Peru Studies Ways to Improve Road Safety After Deadly Crashes

Paredes, Carlos - MTCPeru’s government said it is to take additional measures to improve road safety after several deadly bus accidents this month highlighted the dangers of its highways and roads, state news agency Andina reported.

Transport and Communications Minister Carlos Paredes made the statement after a meeting between representatives from the national government with officials from regional governments, the national police, transportation regulator Sutran, the municipalities of Lima and Callao, as well as a national council on highway security.

Paredes said the administration is working on modifications to the national traffic regulations, known as Renat, with the intention of lowering the number of accidents.
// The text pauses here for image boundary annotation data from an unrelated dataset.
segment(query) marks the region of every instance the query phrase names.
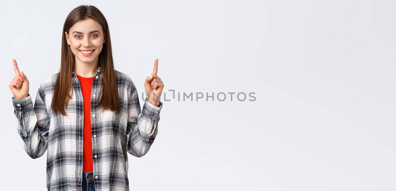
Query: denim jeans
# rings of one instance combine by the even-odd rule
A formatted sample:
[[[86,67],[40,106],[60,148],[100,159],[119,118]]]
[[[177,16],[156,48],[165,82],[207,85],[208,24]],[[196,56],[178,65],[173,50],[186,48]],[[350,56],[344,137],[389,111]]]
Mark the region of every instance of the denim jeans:
[[[82,172],[82,191],[95,191],[93,172]]]

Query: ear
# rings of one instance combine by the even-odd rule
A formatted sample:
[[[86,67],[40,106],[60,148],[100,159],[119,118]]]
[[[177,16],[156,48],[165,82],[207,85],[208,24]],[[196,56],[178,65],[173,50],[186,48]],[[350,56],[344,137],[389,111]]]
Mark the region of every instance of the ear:
[[[66,37],[66,41],[67,41],[67,44],[70,45],[70,43],[69,42],[69,36],[67,34],[67,32],[65,32],[65,36]]]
Paredes said that, according to police figures, only 2 percent of accidents occur on highways and narrow mountain roads, while the remainder are in cities. However, individual accidents on rural highways often grab media attention because they usually include a high number of  deaths.

According to official figures, 82 percent of the accidents are due to human factor, often excessive speed. The minister said it is important to create a “culture of road safety,” according to Andina.

The number of fatalities on Peru’s roads this year has increased some 37 percent. October has been a particularly deadly month. Fifty people, including 14 children, died when a truck carrying villagers home from religious festivities in a neighboring town plunged over a 200-meter cliff in the La Convencion province of the Cusco region. Everyone on board was killed.